9   Intellectual property   

9.1 End Client Materials       

(a) End Clients grant to Devicie (and its Personnel) a non-exclusive, royalty free, non-transferable, worldwide and irrevocable licence to use an End Client Materials to the extent reasonably required to provide the Solution.       

(b) End Clients

(i) warrant that Devicie’s use of End Client Materials as contemplated by these Terms will not infringe any third-party Intellectual Property Rights; and           

(ii)    indemnify Devicie from and against all losses, claims, expenses, damages and liabilities (including any taxes, fees or costs) which arise out of such infringement.   

9.2 Devicie IP      

(a) Unless otherwise agreed in writing, an End Client will not under these Terms acquire Intellectual Property Rights in any Devicie IP or Developed IP. Any Developed IP will be solely and exclusively owned by Devicie.       

(b) Devicie grants to End Clients a non-exclusive, royalty free, non-transferable, worldwide and revocable licence to use Devicie IP and any Developed IP to the extent required for an End Client to use, enjoy the benefit of or exploit the Solution.   

9.3 Definitions       

For the purposes of this clause 9:       

(a) “Developed IP” means any materials produced by Devicie in the course of providing the Solution including documentation, reports, data, designs, concepts, know-how, information, advice, opinions, emails, notes whether in draft or final form, in writing, provided orally, either alone or in conjunction with an End Client or others, and any Intellectual Property Rights attaching to those materials.
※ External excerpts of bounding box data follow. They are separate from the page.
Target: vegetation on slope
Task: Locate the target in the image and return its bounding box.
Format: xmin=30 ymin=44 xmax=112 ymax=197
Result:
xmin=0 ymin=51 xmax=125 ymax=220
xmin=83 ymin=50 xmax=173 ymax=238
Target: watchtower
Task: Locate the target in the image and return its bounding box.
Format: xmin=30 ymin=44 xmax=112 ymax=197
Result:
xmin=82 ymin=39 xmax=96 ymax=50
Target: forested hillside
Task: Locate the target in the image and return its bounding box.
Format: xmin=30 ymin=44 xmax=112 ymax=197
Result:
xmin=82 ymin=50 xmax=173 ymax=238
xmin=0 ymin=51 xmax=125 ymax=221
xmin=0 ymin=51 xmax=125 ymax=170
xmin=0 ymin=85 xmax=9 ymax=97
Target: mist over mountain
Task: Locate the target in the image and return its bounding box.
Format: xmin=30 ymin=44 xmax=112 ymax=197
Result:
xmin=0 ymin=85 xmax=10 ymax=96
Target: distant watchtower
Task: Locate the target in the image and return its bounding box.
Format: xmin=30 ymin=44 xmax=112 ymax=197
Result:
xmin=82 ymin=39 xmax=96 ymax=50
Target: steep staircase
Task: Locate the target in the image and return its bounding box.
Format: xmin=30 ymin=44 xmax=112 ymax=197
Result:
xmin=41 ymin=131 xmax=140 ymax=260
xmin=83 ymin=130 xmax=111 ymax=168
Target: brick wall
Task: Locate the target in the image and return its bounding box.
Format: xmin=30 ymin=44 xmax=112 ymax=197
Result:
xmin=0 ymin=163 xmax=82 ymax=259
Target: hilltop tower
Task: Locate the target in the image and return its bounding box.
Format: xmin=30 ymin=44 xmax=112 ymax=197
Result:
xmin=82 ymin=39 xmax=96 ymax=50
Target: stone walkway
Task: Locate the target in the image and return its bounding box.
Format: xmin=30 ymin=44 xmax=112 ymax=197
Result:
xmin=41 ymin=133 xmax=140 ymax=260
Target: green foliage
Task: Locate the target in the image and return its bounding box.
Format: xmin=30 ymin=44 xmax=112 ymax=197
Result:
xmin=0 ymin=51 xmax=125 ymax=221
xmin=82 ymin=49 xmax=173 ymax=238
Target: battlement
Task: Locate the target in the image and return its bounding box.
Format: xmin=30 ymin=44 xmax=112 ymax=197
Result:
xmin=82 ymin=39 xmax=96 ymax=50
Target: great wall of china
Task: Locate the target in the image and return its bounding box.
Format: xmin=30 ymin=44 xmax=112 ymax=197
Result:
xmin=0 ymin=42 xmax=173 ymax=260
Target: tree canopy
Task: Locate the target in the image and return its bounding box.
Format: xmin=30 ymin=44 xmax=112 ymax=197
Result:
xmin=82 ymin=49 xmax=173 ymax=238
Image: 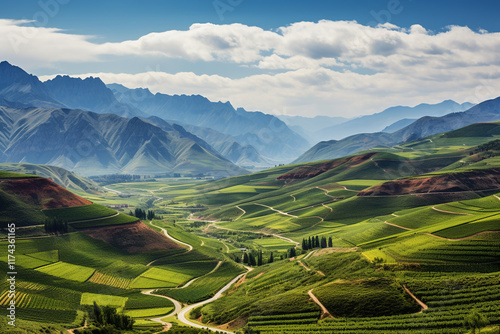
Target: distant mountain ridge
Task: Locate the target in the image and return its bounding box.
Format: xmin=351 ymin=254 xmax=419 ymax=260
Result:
xmin=0 ymin=62 xmax=308 ymax=168
xmin=147 ymin=116 xmax=272 ymax=168
xmin=108 ymin=84 xmax=309 ymax=161
xmin=43 ymin=75 xmax=147 ymax=118
xmin=317 ymin=100 xmax=473 ymax=140
xmin=0 ymin=61 xmax=64 ymax=108
xmin=0 ymin=107 xmax=246 ymax=177
xmin=293 ymin=97 xmax=500 ymax=163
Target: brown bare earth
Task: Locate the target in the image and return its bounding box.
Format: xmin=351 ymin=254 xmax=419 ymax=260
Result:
xmin=277 ymin=153 xmax=376 ymax=180
xmin=358 ymin=169 xmax=500 ymax=196
xmin=0 ymin=177 xmax=92 ymax=209
xmin=81 ymin=221 xmax=182 ymax=253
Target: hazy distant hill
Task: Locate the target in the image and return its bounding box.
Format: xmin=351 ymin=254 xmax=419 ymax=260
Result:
xmin=276 ymin=115 xmax=349 ymax=143
xmin=44 ymin=75 xmax=146 ymax=117
xmin=316 ymin=100 xmax=473 ymax=140
xmin=294 ymin=97 xmax=500 ymax=163
xmin=382 ymin=118 xmax=416 ymax=133
xmin=108 ymin=84 xmax=309 ymax=161
xmin=0 ymin=107 xmax=245 ymax=176
xmin=147 ymin=116 xmax=273 ymax=167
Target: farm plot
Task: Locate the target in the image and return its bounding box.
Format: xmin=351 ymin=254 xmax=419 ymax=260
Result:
xmin=35 ymin=261 xmax=95 ymax=282
xmin=158 ymin=262 xmax=243 ymax=303
xmin=254 ymin=238 xmax=295 ymax=250
xmin=71 ymin=213 xmax=139 ymax=228
xmin=131 ymin=268 xmax=193 ymax=289
xmin=80 ymin=292 xmax=127 ymax=309
xmin=43 ymin=204 xmax=116 ymax=222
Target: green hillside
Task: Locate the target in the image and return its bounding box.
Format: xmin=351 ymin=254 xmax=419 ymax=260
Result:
xmin=0 ymin=163 xmax=99 ymax=193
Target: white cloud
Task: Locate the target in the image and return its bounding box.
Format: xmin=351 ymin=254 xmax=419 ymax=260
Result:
xmin=4 ymin=20 xmax=500 ymax=116
xmin=95 ymin=23 xmax=281 ymax=63
xmin=0 ymin=19 xmax=98 ymax=67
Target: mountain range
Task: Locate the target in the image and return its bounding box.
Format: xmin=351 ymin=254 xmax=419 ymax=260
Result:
xmin=0 ymin=62 xmax=500 ymax=176
xmin=108 ymin=84 xmax=309 ymax=162
xmin=0 ymin=61 xmax=309 ymax=175
xmin=294 ymin=97 xmax=500 ymax=163
xmin=0 ymin=107 xmax=245 ymax=177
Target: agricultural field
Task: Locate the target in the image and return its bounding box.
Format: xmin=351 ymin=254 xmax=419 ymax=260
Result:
xmin=43 ymin=204 xmax=116 ymax=222
xmin=254 ymin=238 xmax=295 ymax=250
xmin=80 ymin=292 xmax=127 ymax=309
xmin=0 ymin=126 xmax=500 ymax=334
xmin=157 ymin=262 xmax=243 ymax=303
xmin=131 ymin=267 xmax=193 ymax=289
xmin=36 ymin=261 xmax=95 ymax=282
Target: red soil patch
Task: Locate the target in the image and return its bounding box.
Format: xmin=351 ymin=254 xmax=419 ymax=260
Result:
xmin=0 ymin=177 xmax=92 ymax=209
xmin=80 ymin=221 xmax=182 ymax=253
xmin=358 ymin=169 xmax=500 ymax=196
xmin=277 ymin=152 xmax=376 ymax=180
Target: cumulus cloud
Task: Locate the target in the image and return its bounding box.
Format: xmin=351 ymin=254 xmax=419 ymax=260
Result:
xmin=4 ymin=20 xmax=500 ymax=116
xmin=0 ymin=19 xmax=99 ymax=67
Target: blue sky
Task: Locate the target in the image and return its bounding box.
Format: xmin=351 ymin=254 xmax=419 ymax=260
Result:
xmin=0 ymin=0 xmax=500 ymax=117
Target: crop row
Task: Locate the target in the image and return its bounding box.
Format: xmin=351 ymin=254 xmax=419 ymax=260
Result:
xmin=0 ymin=291 xmax=78 ymax=310
xmin=420 ymin=286 xmax=500 ymax=301
xmin=88 ymin=271 xmax=133 ymax=289
xmin=16 ymin=308 xmax=76 ymax=324
xmin=254 ymin=300 xmax=500 ymax=333
xmin=43 ymin=204 xmax=116 ymax=222
xmin=248 ymin=318 xmax=318 ymax=326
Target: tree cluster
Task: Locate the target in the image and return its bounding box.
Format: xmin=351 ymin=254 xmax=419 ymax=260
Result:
xmin=302 ymin=236 xmax=333 ymax=250
xmin=243 ymin=250 xmax=274 ymax=267
xmin=44 ymin=218 xmax=68 ymax=234
xmin=88 ymin=302 xmax=135 ymax=330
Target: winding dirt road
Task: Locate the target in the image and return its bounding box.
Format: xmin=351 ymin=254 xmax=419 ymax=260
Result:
xmin=141 ymin=289 xmax=182 ymax=331
xmin=253 ymin=203 xmax=299 ymax=218
xmin=177 ymin=273 xmax=246 ymax=333
xmin=307 ymin=289 xmax=333 ymax=319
(b) “Devicie IP” means all materials owned or licensed by Devicie that is not Developed IP and any Intellectual Property Rights attaching to those materials.

10  Confidentiality   

(a) Except as contemplated by these Terms, a party must not and must not permit any of its Personnel or related companies to use or to disclose to any person any Confidential Information disclosed to it by the other party without its prior written consent.   

(b) This clause does not apply to:       

(i) information which is generally available to the public (other than as a result of a breach of these terms or another obligation of confidence);       

(ii)    information required to be disclosed by any law; or       

(iii)   information disclosed by Devicie to its Personnel for the purposes of providing the Solution or fulfilling its obligations under this agreement.   
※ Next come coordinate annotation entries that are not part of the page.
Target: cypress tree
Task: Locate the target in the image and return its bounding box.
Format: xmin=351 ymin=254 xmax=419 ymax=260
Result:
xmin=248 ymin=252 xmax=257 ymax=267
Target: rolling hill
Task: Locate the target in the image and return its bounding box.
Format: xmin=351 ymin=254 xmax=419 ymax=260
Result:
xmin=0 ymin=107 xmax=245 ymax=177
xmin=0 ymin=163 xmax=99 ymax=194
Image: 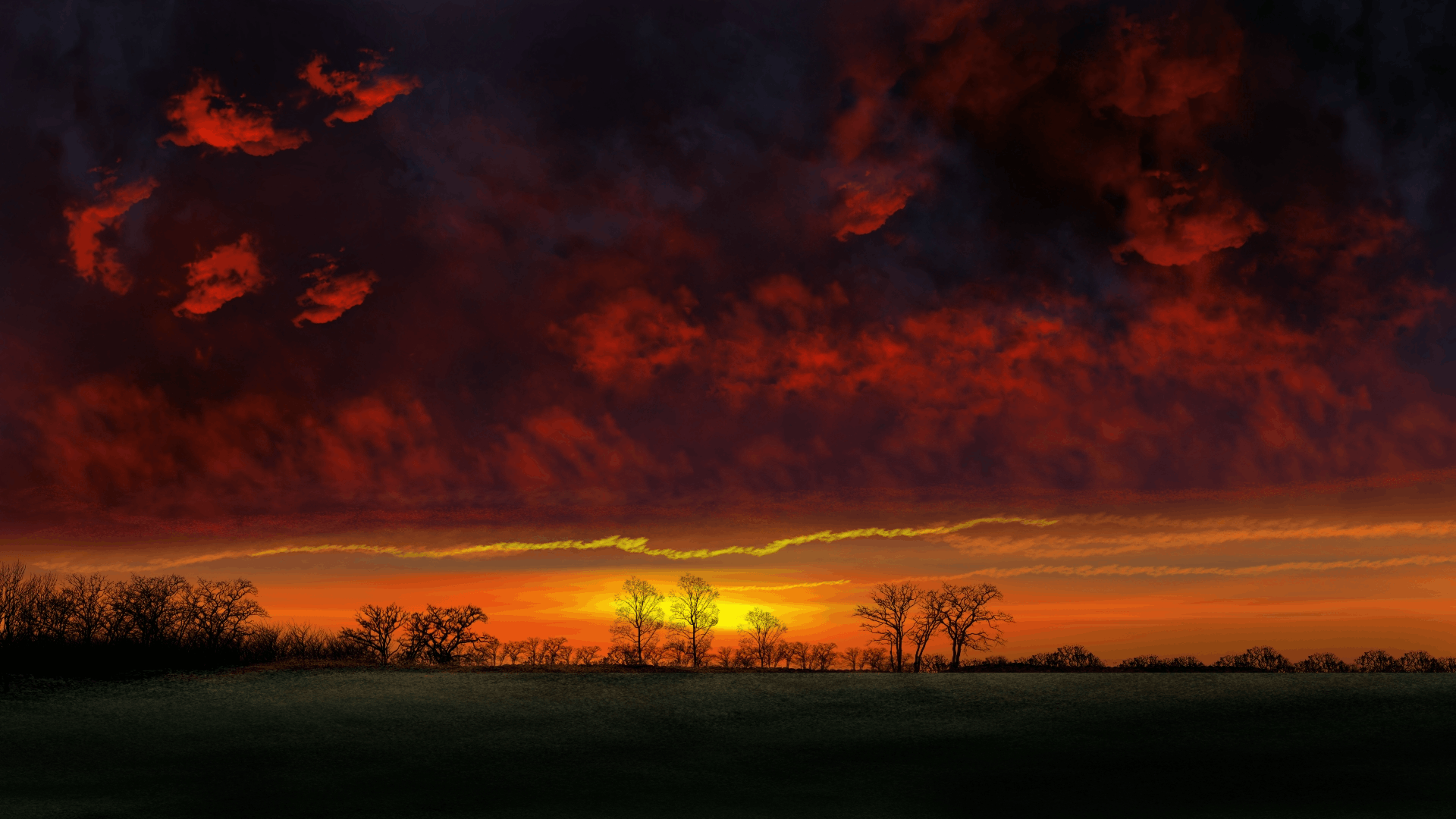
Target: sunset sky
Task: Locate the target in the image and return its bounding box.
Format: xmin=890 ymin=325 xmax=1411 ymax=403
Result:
xmin=0 ymin=0 xmax=1456 ymax=661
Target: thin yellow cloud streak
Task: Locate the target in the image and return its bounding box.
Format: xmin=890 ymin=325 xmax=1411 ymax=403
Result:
xmin=250 ymin=516 xmax=1056 ymax=560
xmin=946 ymin=516 xmax=1456 ymax=558
xmin=949 ymin=555 xmax=1456 ymax=577
xmin=718 ymin=580 xmax=849 ymax=592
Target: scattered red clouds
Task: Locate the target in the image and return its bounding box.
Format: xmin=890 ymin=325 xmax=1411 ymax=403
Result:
xmin=11 ymin=3 xmax=1456 ymax=521
xmin=555 ymin=288 xmax=703 ymax=388
xmin=172 ymin=233 xmax=266 ymax=319
xmin=65 ymin=179 xmax=157 ymax=296
xmin=299 ymin=52 xmax=419 ymax=125
xmin=30 ymin=376 xmax=453 ymax=513
xmin=293 ymin=261 xmax=378 ymax=326
xmin=157 ymin=74 xmax=309 ymax=156
xmin=824 ymin=3 xmax=1265 ymax=267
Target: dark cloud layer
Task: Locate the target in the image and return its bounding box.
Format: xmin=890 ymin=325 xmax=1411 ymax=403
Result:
xmin=0 ymin=0 xmax=1456 ymax=522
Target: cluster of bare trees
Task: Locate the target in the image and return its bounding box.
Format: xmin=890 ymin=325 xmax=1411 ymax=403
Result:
xmin=1213 ymin=645 xmax=1456 ymax=673
xmin=0 ymin=563 xmax=268 ymax=673
xmin=607 ymin=574 xmax=718 ymax=669
xmin=855 ymin=582 xmax=1012 ymax=672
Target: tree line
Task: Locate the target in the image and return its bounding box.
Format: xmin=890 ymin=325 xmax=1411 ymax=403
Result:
xmin=0 ymin=563 xmax=1456 ymax=676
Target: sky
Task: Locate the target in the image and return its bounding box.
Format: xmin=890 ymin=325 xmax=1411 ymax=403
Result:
xmin=0 ymin=0 xmax=1456 ymax=659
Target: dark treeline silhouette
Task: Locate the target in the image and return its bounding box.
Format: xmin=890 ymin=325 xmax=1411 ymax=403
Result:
xmin=0 ymin=563 xmax=1456 ymax=679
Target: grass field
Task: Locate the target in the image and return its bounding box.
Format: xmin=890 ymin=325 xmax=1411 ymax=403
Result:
xmin=0 ymin=670 xmax=1456 ymax=819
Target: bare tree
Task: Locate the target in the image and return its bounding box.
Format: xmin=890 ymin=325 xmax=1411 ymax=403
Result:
xmin=855 ymin=582 xmax=920 ymax=672
xmin=611 ymin=576 xmax=665 ymax=666
xmin=112 ymin=574 xmax=188 ymax=648
xmin=0 ymin=561 xmax=25 ymax=694
xmin=1354 ymin=648 xmax=1405 ymax=673
xmin=61 ymin=574 xmax=112 ymax=645
xmin=500 ymin=640 xmax=526 ymax=666
xmin=467 ymin=634 xmax=500 ymax=666
xmin=406 ymin=606 xmax=488 ymax=666
xmin=339 ymin=604 xmax=410 ymax=666
xmin=810 ymin=642 xmax=839 ymax=672
xmin=1213 ymin=645 xmax=1287 ymax=672
xmin=540 ymin=637 xmax=571 ymax=666
xmin=668 ymin=574 xmax=718 ymax=669
xmin=738 ymin=609 xmax=789 ymax=669
xmin=182 ymin=577 xmax=268 ymax=651
xmin=714 ymin=645 xmax=734 ymax=669
xmin=1018 ymin=645 xmax=1102 ymax=669
xmin=1294 ymin=653 xmax=1350 ymax=673
xmin=937 ymin=583 xmax=1012 ymax=669
xmin=905 ymin=590 xmax=943 ymax=673
xmin=859 ymin=647 xmax=893 ymax=672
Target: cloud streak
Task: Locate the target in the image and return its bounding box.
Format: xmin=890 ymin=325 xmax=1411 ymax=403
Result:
xmin=948 ymin=555 xmax=1456 ymax=577
xmin=250 ymin=516 xmax=1056 ymax=560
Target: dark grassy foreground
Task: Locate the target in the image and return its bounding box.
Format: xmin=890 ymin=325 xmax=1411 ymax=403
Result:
xmin=0 ymin=670 xmax=1456 ymax=819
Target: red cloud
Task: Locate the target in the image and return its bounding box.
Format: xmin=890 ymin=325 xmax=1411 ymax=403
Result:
xmin=157 ymin=74 xmax=309 ymax=156
xmin=172 ymin=233 xmax=266 ymax=319
xmin=555 ymin=288 xmax=703 ymax=388
xmin=293 ymin=262 xmax=378 ymax=326
xmin=299 ymin=52 xmax=419 ymax=127
xmin=65 ymin=179 xmax=157 ymax=296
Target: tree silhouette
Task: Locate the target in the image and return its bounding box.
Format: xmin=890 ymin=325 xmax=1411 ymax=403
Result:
xmin=714 ymin=645 xmax=734 ymax=669
xmin=939 ymin=583 xmax=1013 ymax=669
xmin=406 ymin=606 xmax=488 ymax=666
xmin=808 ymin=642 xmax=839 ymax=672
xmin=1354 ymin=648 xmax=1405 ymax=673
xmin=668 ymin=574 xmax=718 ymax=669
xmin=182 ymin=577 xmax=268 ymax=651
xmin=1294 ymin=654 xmax=1350 ymax=673
xmin=611 ymin=576 xmax=665 ymax=666
xmin=855 ymin=582 xmax=920 ymax=672
xmin=112 ymin=574 xmax=188 ymax=648
xmin=339 ymin=604 xmax=410 ymax=666
xmin=1019 ymin=645 xmax=1102 ymax=669
xmin=905 ymin=590 xmax=945 ymax=673
xmin=738 ymin=609 xmax=789 ymax=669
xmin=61 ymin=574 xmax=115 ymax=645
xmin=1213 ymin=645 xmax=1292 ymax=672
(c) If either party becomes aware of a suspected or actual breach of this clause 10 by that party, its Personnel or related companies, that party will immediately notify the other party and take reasonable steps required to prevent, stop or mitigate the suspected or actual breach.

11  Privacy   

End Clients agree to Devicie handling all Personal Information it collects, uses and discloses in connection with this agreement in accordance with its Privacy Policy (located at https://devicie.com/privacy-policy/), which is incorporated into this agreement by reference.

12  Warranties   

12.1    Mutual Warranties

Both parties represent and warrant to the other party each of the following statements is true, accurate and not misleading at the date of this agreement:

(a) it has the power to enter into and perform its obligations under these Terms and to carry out the transactions contemplated by these Terms;

(b) it has taken all necessary action to authorise its entry into and performance of these Terms and to carry out the transactions contemplated by these Terms; and

(c) its obligations under these Terms are valid and binding and enforceable against it in accordance with their terms.

12.2    Disclaimers 

(a) Devicie does not accept responsibility for any unauthorised use, destruction, loss, damage or alteration to End Client Materials or the IT System arising in connection with use of the Solution.       

(b) End Clients must take their own precautions to ensure that the process which it, or its Users, employ for accessing the Solution does not expose them to the risk of hacking, malware, ransomware, viruses, malicious computer code or other forms of interference.   

12.3    Exclusion of other warranties

(a) To the maximum extent permitted by applicable law, all express or implied representations and warranties (whether relating to fitness for purpose or performance, or otherwise) not expressly stated in this agreement are excluded.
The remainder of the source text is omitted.